Separately, finding no First Amendment infirmity in the licensed notice is consistent with earlier Court rulings. For instance, in Zauderer we upheld a requirement that attorneys disclose in their advertisements that clients might be liable for significant litigation costs even if their lawsuits were unsuccessful. We refused to apply heightened scrutiny, instead asking whether the disclosure requirements were “reasonably related to the State’s interest in preventing deception of consumers.”
The majority concludes that Zauderer does not apply because the disclosure “in no way relates to the services that licensed clinics provide.” But information about state resources for family planning, prenatal care, and abortion is related to the services that licensed clinics provide. These clinics provide counseling about contraception (which is a family-planning service), ultrasounds or pregnancy testing (which is prenatal care), or abortion. The required disclosure is related to the clinic’s services because it provides information about state resources for the very same services. A patient who knows that she can receive free prenatal care from the State may well prefer to forgo the prenatal care offered at one of the clinics here. And for those interested in family planning and abortion services, information about such alternatives is relevant information to patients offered prenatal care, just as Casey considered information about adoption to be relevant to the abortion decision.

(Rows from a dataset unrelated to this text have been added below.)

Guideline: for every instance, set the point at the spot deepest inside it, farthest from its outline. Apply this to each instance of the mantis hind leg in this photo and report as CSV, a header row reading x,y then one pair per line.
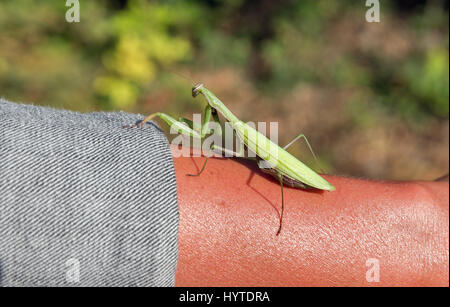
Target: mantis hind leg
x,y
280,177
302,136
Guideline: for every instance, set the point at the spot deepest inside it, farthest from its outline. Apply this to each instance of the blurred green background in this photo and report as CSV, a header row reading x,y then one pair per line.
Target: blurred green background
x,y
373,98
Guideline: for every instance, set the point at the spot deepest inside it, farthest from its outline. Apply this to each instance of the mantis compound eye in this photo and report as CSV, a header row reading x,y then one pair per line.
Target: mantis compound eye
x,y
196,89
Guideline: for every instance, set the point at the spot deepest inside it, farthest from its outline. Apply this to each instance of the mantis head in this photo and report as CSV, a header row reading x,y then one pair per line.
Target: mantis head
x,y
196,89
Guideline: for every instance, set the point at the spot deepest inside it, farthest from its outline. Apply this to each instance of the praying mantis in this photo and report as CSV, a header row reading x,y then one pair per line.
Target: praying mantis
x,y
270,157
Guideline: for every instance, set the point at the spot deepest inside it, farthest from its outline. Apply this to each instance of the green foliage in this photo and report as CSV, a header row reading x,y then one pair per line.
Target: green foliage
x,y
116,56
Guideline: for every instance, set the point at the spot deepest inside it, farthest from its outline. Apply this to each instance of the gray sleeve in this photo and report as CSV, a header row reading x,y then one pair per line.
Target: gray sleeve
x,y
83,201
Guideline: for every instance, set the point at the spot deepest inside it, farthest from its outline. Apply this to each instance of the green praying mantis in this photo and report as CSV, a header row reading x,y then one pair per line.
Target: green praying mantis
x,y
271,158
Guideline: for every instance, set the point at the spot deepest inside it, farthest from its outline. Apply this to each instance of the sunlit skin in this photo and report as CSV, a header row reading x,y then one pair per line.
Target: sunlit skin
x,y
228,216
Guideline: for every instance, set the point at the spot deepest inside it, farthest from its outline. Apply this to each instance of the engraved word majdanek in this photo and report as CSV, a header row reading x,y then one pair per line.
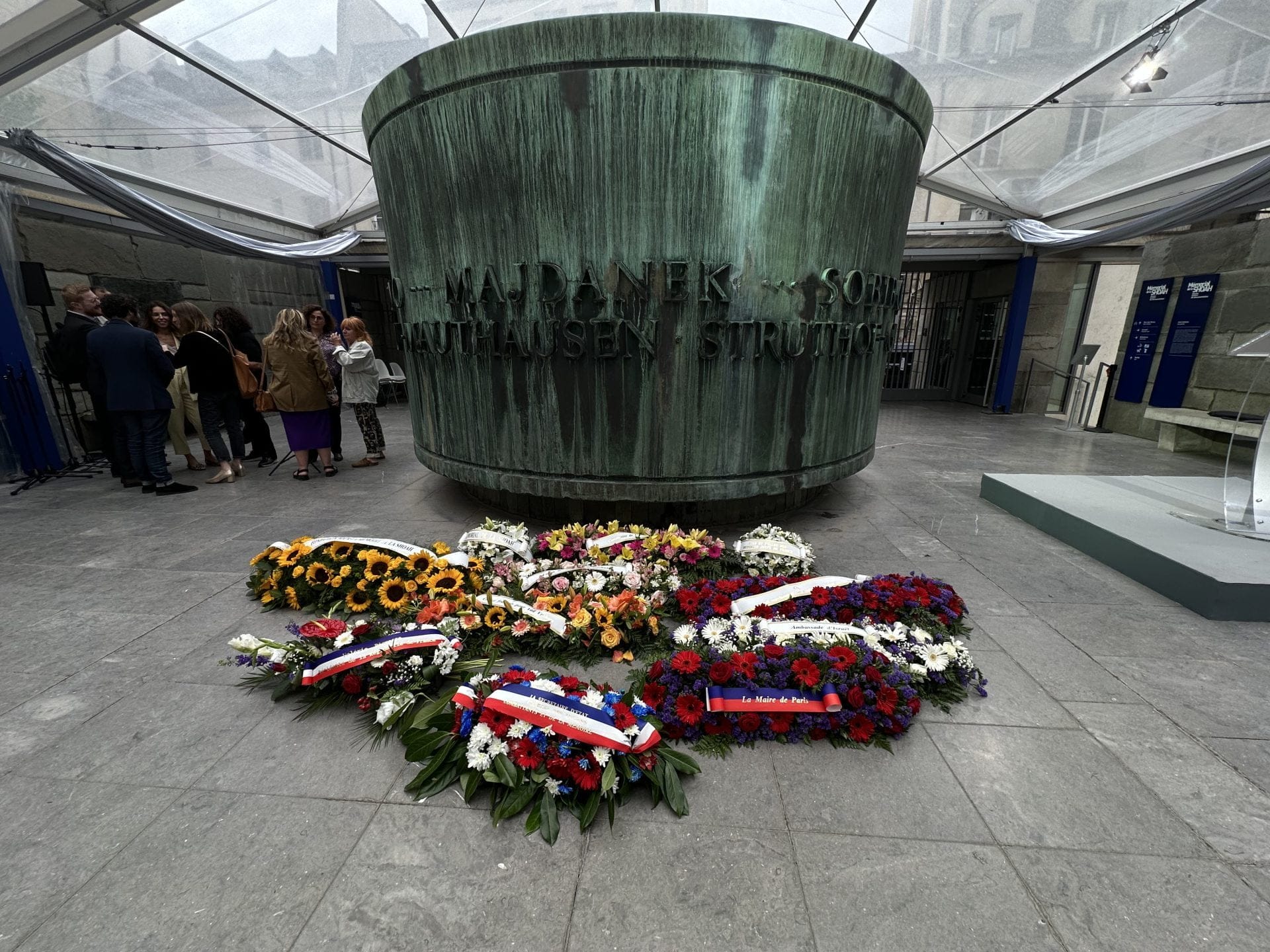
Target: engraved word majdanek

… A disclosure requirement does not prevent speakers “from conveying information to the public,” but “only require[s] them to provide somewhat more information than they might otherwise be inclined to present.” Where a State’s requirement to speak “purely factual and uncontroversial information” does not attempt “to ‘prescribe what shall be orthodox in politics, nationalism, religion, or other matters of opinion or force citizens to confess by word or act their faith therein,’ ” it does not warrant heightened scrutiny …
Relatedly, the majority suggests that the Act is suspect because it covers some speakers but not others. I agree that a law’s exemptions can reveal viewpoint discrimination (although the majority does not reach this point). “ ‘[A]n exemption from an otherwise permissible regulation of speech may represent a governmental “attempt to give one side of a debatable public question an advantage in expressing its views to the people.” ’ ” McCullen. Such speaker-based laws warrant heightened scrutiny “when they reflect the Government’s preference for the substance of what the favored speakers have to say (or aversion to what the disfavored speakers have to say).” Turner Broadcasting System, Inc. Accordingly, where a law’s exemptions “facilitate speech on only one side of the abortion debate,” there is a “clear form of viewpoint discrimination.” McCullen.
There is no cause for such concern here. The Act does not, on its face, distinguish between facilities that favor pro-life and those that favor pro-choice points of view. Nor is there any convincing evidence before us or in the courts below that discrimination was the purpose or the effect of the statute …
For these reasons I would not hold the California statute unconstitutional on its face, I would not require the District Court to issue a preliminary injunction forbidding its enforcement, and I respectfully dissent from the majority’s contrary conclusions.